Я особо не надеюсь на понимание ректора, и всё же… не могу спокойно принять своё отчисление.
Думать о том, как заявлюсь на порог родительского дома без диплома, позорно отчисленная почти после полутора лет обучения, было выше моих сил.
Родители так гордятся мной… Я не могу их разочаровать.
Меня накрывает отчаянием. Опустив голову еще ниже, неожиданно для себя всхлипываю.
— Я вижу, что вы раскаиваетесь, – мне кажется, или голос ректора смягчается? — Но магистр Пинталь настаивает на вашем отчислении. И винить его в этом сложно. Если каждый студент будет реагировать подобным образом, как вы, на плохую оценку, то учить молодое поколение будет некому. Вы понимаете это, студентка?
— Понимаю, – киваю. И, шмыгнув носом, проглотив гордость и сидящее во мне чувство справедливости, добавляю: — Подобного больше не повторится. Я обещаю.
Несколько долгих секунд ректор Тхан хранит молчание. Я чувствую на себе его тяжелый внимательный взгляд, но посмотреть в ответ не решаюсь. Продолжаю разглядывать носки новых форменных туфель, борясь с желанием позорно разрыдаться на глазах у ректора.
Вот прямо так и хочется, опуститься на мягкий светлый ковер и разреветься в голос. От обиды, испытанного унижения и страха.
Громко. От души. Так чтобы даже строгого лорда-ректора, тронуло. Но я креплюсь. Молчаливо глотаю ком обиды и жду.
— Я не стану вас отчислять, – наконец произносит лорд Тхан. И я облегченно выдыхаю. Даже слезы высыхают как по волшебству. – Но вы должны принести извинения магистру Пинталю.
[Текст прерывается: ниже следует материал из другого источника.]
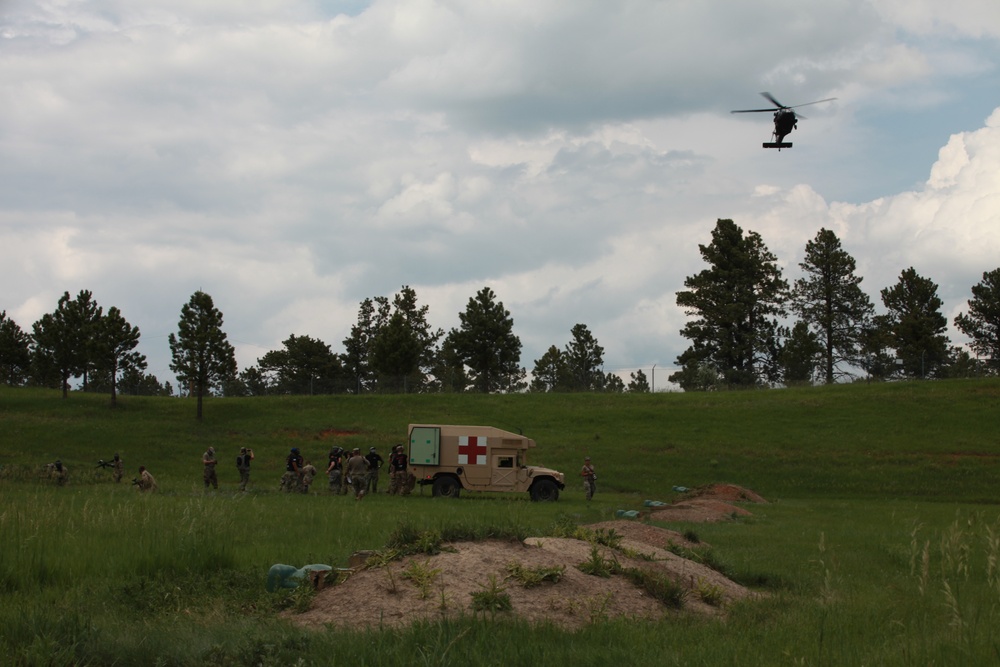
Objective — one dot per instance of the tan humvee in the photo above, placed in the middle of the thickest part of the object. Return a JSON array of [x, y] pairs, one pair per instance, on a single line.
[[478, 458]]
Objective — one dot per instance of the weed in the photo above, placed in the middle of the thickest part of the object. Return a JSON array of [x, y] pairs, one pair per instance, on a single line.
[[599, 566], [597, 606], [534, 576], [608, 538], [661, 587], [382, 558], [704, 555], [422, 576], [708, 592], [301, 598], [444, 601], [492, 598]]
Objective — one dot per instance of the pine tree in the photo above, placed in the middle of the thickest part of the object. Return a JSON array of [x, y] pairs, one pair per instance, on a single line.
[[15, 352], [202, 356], [486, 343], [550, 372], [982, 323], [830, 301], [584, 359], [113, 348], [916, 324], [736, 302]]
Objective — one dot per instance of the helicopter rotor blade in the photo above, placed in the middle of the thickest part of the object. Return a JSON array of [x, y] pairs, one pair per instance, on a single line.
[[829, 99], [770, 98]]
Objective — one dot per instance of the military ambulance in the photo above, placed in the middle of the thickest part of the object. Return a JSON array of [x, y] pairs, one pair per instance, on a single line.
[[478, 458]]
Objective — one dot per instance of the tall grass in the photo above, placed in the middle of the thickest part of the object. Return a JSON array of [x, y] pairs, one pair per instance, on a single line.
[[882, 545]]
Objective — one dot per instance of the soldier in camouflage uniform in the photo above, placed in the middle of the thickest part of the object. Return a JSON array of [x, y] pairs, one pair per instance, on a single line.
[[335, 470], [357, 472], [293, 471], [117, 468], [209, 462], [59, 472], [375, 462], [397, 471], [145, 481], [308, 472]]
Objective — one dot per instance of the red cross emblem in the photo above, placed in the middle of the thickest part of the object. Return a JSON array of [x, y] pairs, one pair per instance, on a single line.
[[471, 450]]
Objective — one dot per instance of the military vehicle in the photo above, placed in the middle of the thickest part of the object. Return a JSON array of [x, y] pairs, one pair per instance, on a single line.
[[478, 458]]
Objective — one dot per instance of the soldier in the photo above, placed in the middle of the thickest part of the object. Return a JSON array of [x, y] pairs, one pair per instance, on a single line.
[[375, 462], [335, 470], [208, 461], [397, 471], [357, 472], [308, 472], [243, 466], [117, 468], [145, 481], [293, 471], [589, 478], [60, 473]]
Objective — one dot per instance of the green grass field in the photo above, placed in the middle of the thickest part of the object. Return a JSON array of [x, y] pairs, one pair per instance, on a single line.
[[880, 545]]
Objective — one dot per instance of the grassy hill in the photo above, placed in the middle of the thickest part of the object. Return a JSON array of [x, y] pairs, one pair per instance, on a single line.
[[930, 439], [880, 544]]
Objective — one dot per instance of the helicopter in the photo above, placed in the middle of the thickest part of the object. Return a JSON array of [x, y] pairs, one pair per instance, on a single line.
[[785, 119]]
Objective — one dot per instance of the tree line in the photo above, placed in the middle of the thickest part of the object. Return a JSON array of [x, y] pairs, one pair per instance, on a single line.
[[740, 332], [741, 336]]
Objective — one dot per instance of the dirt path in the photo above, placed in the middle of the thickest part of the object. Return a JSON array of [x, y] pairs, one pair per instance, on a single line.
[[385, 597]]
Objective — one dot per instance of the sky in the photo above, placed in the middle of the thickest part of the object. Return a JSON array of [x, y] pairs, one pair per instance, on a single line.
[[292, 158]]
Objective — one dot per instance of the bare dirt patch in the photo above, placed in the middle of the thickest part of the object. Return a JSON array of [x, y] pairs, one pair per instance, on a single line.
[[384, 597], [708, 504]]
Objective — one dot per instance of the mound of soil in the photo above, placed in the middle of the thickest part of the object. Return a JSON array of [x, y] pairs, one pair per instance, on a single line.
[[708, 504], [384, 597]]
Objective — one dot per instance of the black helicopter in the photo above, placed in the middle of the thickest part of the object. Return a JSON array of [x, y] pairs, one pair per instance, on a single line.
[[785, 120]]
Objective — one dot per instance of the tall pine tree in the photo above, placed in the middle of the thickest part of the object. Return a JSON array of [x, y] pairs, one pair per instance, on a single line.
[[830, 301], [982, 323], [486, 342], [916, 325], [735, 303], [202, 355]]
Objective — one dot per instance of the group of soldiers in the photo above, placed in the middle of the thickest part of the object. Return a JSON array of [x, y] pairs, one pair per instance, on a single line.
[[348, 471], [144, 481], [344, 471]]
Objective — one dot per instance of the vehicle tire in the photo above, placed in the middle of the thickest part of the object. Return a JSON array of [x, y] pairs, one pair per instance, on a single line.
[[446, 487], [545, 490]]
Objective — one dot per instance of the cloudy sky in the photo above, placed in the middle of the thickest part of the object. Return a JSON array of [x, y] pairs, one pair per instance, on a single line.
[[293, 157]]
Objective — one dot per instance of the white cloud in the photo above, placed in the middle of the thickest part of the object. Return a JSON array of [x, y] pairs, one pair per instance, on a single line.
[[290, 159]]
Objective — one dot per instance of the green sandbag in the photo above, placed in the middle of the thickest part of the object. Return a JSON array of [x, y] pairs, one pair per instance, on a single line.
[[288, 576]]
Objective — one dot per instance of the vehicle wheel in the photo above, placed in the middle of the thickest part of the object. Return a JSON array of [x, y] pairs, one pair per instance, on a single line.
[[446, 487], [545, 490]]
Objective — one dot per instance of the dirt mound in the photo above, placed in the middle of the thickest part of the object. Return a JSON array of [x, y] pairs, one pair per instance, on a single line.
[[708, 504], [385, 597], [725, 492]]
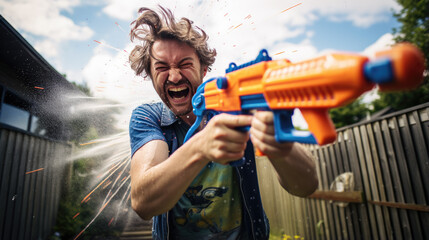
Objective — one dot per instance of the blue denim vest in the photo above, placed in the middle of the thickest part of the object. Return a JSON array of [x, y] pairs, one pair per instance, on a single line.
[[255, 222]]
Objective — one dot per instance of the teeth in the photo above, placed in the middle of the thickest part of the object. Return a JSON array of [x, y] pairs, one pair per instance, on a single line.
[[177, 89]]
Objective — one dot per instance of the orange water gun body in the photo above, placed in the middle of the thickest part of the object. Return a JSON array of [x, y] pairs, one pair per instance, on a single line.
[[313, 86]]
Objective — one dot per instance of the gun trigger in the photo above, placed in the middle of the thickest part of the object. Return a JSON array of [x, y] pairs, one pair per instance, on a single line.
[[284, 130]]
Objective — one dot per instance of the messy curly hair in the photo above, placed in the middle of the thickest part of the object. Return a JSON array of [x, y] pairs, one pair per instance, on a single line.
[[150, 27]]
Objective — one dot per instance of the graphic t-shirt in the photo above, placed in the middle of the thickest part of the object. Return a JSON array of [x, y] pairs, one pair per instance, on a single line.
[[211, 206]]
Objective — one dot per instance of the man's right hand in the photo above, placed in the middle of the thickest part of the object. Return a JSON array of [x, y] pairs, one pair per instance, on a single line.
[[220, 140]]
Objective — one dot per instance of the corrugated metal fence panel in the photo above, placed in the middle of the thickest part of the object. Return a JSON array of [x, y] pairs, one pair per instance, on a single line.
[[389, 159], [29, 200]]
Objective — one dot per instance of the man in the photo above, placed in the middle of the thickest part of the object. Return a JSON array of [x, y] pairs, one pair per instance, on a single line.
[[190, 187]]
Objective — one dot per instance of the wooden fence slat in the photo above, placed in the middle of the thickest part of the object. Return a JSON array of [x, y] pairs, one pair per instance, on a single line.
[[5, 180], [13, 178], [20, 187], [378, 174]]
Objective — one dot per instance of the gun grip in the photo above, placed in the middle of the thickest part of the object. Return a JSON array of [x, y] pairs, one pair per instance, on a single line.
[[320, 124]]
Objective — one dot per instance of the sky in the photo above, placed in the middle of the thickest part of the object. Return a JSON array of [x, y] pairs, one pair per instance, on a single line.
[[89, 40]]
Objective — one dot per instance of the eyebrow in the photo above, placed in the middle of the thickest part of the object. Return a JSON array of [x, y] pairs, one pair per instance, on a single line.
[[157, 62]]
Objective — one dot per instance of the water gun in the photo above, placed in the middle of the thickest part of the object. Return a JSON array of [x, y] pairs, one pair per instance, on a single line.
[[313, 86]]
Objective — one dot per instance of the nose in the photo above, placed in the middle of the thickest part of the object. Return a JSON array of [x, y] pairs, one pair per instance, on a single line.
[[174, 75]]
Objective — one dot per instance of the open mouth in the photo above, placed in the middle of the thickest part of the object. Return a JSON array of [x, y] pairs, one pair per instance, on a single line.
[[178, 92]]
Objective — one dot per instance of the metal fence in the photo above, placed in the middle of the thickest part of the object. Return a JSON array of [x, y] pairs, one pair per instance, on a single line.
[[31, 172], [389, 160]]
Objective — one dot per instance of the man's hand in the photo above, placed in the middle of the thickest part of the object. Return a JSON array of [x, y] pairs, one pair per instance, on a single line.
[[220, 141]]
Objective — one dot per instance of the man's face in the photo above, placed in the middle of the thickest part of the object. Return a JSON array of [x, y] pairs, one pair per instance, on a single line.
[[176, 74]]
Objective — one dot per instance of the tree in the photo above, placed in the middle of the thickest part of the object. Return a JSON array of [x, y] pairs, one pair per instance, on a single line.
[[349, 114], [414, 19]]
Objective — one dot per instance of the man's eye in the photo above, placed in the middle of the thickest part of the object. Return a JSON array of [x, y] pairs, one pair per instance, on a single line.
[[161, 69], [185, 65]]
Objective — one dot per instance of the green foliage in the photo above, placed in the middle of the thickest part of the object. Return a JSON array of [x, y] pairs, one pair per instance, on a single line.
[[414, 19], [349, 114], [73, 214], [414, 28]]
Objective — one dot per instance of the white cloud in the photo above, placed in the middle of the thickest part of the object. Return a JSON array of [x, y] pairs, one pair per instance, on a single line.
[[382, 43], [44, 20], [109, 75]]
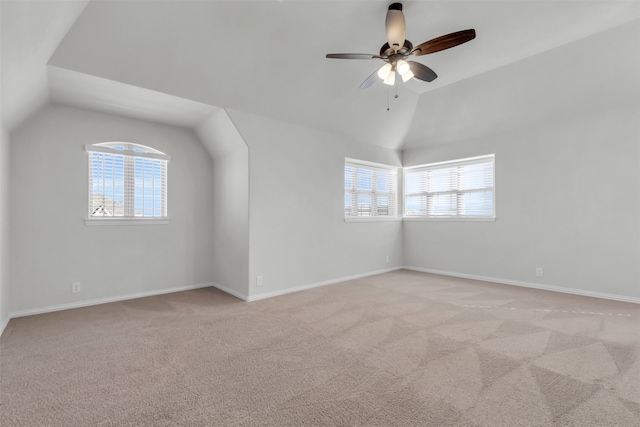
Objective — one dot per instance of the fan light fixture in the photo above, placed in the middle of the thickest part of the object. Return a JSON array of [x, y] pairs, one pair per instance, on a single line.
[[397, 50]]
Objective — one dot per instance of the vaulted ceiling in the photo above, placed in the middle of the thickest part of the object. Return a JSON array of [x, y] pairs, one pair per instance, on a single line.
[[180, 61]]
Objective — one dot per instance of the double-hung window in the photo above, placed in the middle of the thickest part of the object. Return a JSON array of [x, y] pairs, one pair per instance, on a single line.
[[461, 189], [126, 181], [369, 190]]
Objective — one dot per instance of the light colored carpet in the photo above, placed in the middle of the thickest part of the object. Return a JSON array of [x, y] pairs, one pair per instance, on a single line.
[[397, 349]]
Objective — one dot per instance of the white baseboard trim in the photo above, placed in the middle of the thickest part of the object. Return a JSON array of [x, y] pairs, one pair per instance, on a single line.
[[4, 325], [317, 284], [236, 294], [540, 286], [98, 301]]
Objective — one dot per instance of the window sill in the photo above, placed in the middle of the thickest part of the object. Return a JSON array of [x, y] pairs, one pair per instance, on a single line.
[[126, 221], [371, 219], [449, 218]]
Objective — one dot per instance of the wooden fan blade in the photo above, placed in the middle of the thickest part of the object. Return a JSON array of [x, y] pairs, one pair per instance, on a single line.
[[370, 80], [444, 42], [422, 72], [351, 56]]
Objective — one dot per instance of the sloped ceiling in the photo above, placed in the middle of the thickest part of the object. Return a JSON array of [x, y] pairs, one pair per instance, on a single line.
[[268, 58]]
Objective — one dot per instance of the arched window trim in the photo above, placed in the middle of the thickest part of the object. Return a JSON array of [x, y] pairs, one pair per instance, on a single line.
[[130, 204], [128, 149]]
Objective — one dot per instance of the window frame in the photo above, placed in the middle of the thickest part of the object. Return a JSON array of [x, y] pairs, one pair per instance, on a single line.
[[130, 152], [458, 192], [393, 195]]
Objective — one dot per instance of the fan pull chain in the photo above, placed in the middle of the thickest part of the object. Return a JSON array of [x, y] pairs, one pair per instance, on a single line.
[[387, 98]]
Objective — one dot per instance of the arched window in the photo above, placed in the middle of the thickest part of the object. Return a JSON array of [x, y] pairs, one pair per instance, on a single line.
[[127, 181]]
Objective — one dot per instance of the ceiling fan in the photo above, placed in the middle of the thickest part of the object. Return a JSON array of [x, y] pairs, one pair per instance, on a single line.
[[397, 49]]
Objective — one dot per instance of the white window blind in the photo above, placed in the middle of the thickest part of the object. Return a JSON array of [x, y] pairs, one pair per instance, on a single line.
[[457, 189], [369, 191], [127, 180]]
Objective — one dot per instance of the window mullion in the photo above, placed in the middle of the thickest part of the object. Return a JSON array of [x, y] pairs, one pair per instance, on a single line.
[[129, 187]]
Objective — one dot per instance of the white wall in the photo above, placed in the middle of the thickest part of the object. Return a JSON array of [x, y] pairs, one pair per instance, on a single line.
[[51, 246], [4, 228], [567, 200], [298, 236], [230, 213]]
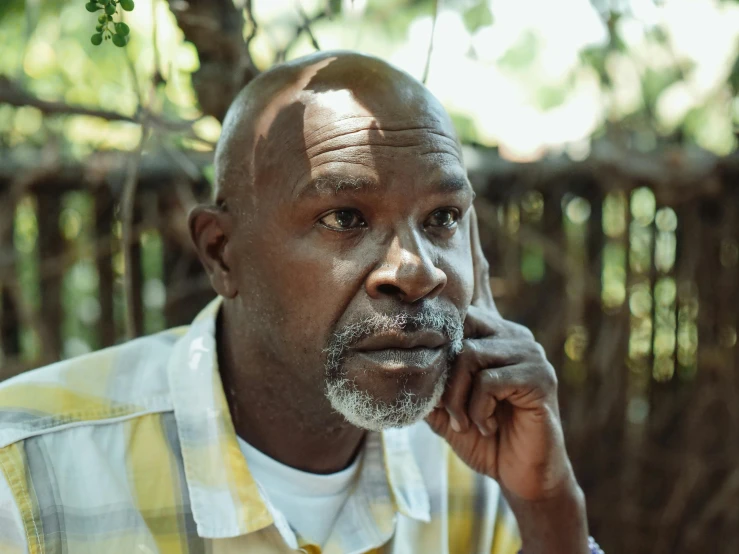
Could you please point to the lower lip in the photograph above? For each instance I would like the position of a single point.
(402, 359)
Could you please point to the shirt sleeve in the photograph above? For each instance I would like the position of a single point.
(12, 534)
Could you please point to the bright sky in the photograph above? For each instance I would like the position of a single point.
(549, 100)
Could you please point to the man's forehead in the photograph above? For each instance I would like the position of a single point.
(321, 114)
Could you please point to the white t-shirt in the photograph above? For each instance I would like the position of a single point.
(310, 502)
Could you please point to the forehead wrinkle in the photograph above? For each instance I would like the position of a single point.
(384, 132)
(343, 142)
(334, 184)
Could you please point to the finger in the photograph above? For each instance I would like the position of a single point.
(438, 420)
(482, 295)
(482, 406)
(476, 354)
(525, 386)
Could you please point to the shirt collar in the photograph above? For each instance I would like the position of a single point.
(225, 498)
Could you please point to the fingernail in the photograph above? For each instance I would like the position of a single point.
(484, 432)
(455, 424)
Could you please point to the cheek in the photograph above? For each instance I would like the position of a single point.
(306, 287)
(460, 277)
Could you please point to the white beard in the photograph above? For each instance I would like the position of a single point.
(362, 410)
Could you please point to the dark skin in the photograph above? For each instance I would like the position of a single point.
(341, 193)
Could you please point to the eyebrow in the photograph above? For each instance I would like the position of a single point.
(335, 184)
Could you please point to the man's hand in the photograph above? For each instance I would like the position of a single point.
(500, 415)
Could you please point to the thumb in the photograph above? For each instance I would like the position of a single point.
(439, 422)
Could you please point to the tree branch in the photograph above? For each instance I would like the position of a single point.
(252, 33)
(431, 43)
(128, 205)
(13, 95)
(304, 28)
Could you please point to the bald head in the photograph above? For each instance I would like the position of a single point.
(282, 112)
(341, 201)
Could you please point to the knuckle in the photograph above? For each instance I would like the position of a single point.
(549, 378)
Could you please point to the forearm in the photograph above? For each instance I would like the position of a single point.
(554, 526)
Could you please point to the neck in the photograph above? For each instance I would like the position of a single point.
(277, 412)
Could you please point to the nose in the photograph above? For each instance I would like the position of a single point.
(406, 273)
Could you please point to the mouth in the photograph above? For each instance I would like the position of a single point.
(418, 359)
(420, 351)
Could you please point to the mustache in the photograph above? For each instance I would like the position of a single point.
(446, 321)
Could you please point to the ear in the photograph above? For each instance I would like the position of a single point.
(210, 230)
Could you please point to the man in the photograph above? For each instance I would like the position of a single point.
(353, 389)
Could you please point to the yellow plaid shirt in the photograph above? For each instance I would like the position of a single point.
(131, 450)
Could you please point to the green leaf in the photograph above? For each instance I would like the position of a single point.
(120, 40)
(478, 16)
(122, 29)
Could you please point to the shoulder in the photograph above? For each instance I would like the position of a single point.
(120, 381)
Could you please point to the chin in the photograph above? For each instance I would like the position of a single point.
(377, 400)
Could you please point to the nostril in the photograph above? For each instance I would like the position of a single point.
(390, 290)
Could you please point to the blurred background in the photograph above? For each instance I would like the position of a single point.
(600, 136)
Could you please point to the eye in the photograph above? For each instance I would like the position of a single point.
(445, 217)
(343, 220)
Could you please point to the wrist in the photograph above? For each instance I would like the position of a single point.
(555, 524)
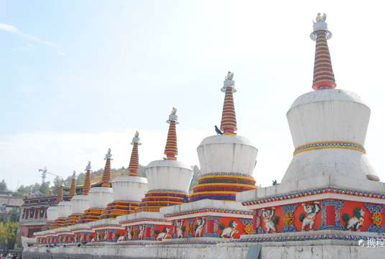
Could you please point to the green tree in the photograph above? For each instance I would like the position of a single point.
(3, 186)
(44, 188)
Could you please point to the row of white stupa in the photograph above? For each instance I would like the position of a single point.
(217, 154)
(328, 128)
И вы будете наказаны: неделю будете убираться в подвальных лабораториях после практических занятий.
Тут я не сдерживаюсь и кривлюсь. Благо ректор не видит моего лица, я по-прежнему не поднимаю головы. Уборка в лабораторных кабинетах занятие неприятное, трудное и зачастую мерзко пахнущее. Но больше меня расстраивает не наказание. А то, что придется извиняться.
Извиняться перед мерзавцем-магистром не хочется совершенно, но еще больше не хочется быть отчисленной. Поэтому приходится вновь подавить свою гордость и покладисто ответить:
— Я извинюсь перед магистром.
— Хорошо. Вы можете быть свободны, – потеряв ко мне интерес, ректор Тхан берет в руки документы и углубляется в работу.
А я спешу покинуть его общество.
Оказавшись в приемной, прислоняюсь спиной к двери и на мгновение зажмуриваюсь.
— Отчислил? – глядя на меня с сочувствием, громким шёпотом спрашивает госпожа секретарь.
— Нет – качаю головой.
— Чего тогда такая бледная? Вроде он даже не кричал, – недоумевает женщина.
А ему и не надо было кричать, у меня и от спокойного голоса ректора сердце в пятки убежало. Есть в нем что-то такое… пугающее, от чего даже находиться рядом тяжело. Не говоря о том, чтобы выдержать его темный, как самая непроглядная ночь, строгий взгляд.
Если быть объективной, то я еще легко отделалась. Малой кровью, как сказали бы студенты.
Так отчего ноги такие ватные?
— Давай приходи в себя и топай на занятия.
— У меня закончились занятия на сегодня. – Тихо отзываюсь, чувствуя, как после пережитого напряжения наваливается усталость.
— Тогда отдыхай иди. А еще лучше, в столовую загляни — поешь. Тебе не помешает. Бледная, худая… Того и гляди в обморок упадет, – причитает госпожа Шварс.
Попрощавшись, на нетвердых ногах покидаю приемную ректора. Так как есть из-за переживаний сейчас не способна, иду в комнату, где дожидается взволнованная подруга.
— Ну что… отчислил? – стоит только войти, вскакивая задает вопрос Мина, в тревоге заламывая руки.
— Нет, – устало отвечаю и, доплетясь до кровати, падаю на неё.
— Нет? Так это прекрасно! Чего ты тогда такая расстроенная? Сильно ругал, да?